Cleveland and Carolina: A 23-10 home loss to Miami isn’t great, but the Browns’ defensive numbers were – they allowed just 275 total yards, had four sacks and held Miami to an improbable 0.9 yards a carry. Ditto for the Panthers’ defense, which held Seattle to 13 points
Hail to the new defensive bosses.
Bob Sutton in Kansas City. Andy Reid had struggled mightily for a defensive coordinator he could turn to after Jim Johnson’s death in Philly, but Sutton made the most of his first shot after 13 years as a Jets assistant. The Chiefs were swarming, basically pitching as shutout as the Jags’ only points came on a safety. Even in garbage time, the Chiefs were getting it done, allowing 2.5 yards a play getting six sacks and forcing 11 punts.
Gregg Williams in Tennessee. He’s not officially the coordinator, but the Titans played Williams-style ball in his first game back from a year’s suspension. The Titans held Pittsburgh to 195 yards – in Pittsburgh – and OLB Zach Brown (two sacks, 9 tackles) put the league on notice that he’s going to be a Pro Bowler before long. Williams’ defenses have been hit or miss, but they were all miss a year ago in Tennessee under Jerry Gray (29.4 PPG against, last in NFL).
Rob Ryan in New Orleans. When Atlanta got up 10-0 early, you wondered if the Saints wouldn’t need 41 to win this. Instead, the Falcons only managed seven more, the Saints forced two turnovers and Brees didn’t need heroics to win it.
Grab bag of stuff and things:
Russell Wilson has still never been blown out of a game as a pro (27 preseason-regular-postseason games) …
The Bears got a lot of hype for their new-look offense, but it was pretty much a replication of what they did last year. Matt Forte had 92 yards, Brandon Marshall had 104, Jay Cutler was good not great (21-33-242, 1 INT, 2 TD). What’s changed? …
Seattle was great with Scoreability last year (8th), but not Sunday – they needed 28.5 yards for every point, which would have ranked them last on the Index a year ago. …

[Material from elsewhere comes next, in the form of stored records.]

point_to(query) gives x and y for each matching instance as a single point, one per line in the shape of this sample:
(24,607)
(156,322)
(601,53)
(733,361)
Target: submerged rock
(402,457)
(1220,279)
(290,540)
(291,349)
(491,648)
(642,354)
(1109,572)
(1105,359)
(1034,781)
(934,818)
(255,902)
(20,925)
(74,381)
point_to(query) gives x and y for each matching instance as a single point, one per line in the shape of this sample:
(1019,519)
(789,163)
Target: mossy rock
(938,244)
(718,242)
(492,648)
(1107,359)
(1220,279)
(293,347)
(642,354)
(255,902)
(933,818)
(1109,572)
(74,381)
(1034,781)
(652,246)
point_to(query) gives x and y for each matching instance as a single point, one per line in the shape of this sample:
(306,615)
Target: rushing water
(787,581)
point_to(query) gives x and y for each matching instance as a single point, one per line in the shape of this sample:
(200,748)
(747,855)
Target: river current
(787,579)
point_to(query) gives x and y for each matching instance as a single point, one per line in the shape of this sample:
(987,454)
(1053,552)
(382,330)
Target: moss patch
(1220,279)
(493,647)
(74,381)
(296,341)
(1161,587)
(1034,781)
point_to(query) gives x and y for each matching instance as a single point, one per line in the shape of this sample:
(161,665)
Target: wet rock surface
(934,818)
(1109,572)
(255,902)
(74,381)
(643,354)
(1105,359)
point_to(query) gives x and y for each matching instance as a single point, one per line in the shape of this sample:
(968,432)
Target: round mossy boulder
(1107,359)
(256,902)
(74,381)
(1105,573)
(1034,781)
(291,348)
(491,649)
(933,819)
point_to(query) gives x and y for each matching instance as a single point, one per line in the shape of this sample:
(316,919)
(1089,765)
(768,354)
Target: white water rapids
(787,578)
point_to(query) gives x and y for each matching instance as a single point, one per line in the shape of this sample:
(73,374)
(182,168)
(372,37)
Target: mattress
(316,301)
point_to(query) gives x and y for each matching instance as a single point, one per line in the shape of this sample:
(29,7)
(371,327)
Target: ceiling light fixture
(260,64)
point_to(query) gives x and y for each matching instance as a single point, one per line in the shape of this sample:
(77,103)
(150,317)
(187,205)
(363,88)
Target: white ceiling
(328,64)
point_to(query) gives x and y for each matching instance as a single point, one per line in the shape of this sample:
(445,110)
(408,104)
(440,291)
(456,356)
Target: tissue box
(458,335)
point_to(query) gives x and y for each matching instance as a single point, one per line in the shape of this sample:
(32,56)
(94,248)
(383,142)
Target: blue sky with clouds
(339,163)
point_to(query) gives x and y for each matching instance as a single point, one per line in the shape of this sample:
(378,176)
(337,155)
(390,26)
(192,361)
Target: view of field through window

When Danny Amendola went out in the first half with an injury, you could hear an entire New England fan base erupt: WE SHOULA KEPT FACKIN’ WES WELKAH!!
But Amendola came back in the second half, presumably thanks to some miracle of modern science, and was the only reliable option for Tom Brady in the Patriots’ win. He finished with 10 catches, 104 yards, and a lot of NFLShop.com jersey orders. …
Good news for the Lions – in a game where Calvin Johnson only had 37 yards, his teammates combined for 430 of their own. …
Dan Dierdorf and Dick Stockton look more and more like the critics on the Muppet Show with every season. …
The Bengals might be a Super Bowl contender, but at some point two things have to happen: they have to run the ball (18 for 47 from the running backs), and Andy Dalton can't keep having 2-turnover days (four in his last six regular-season games).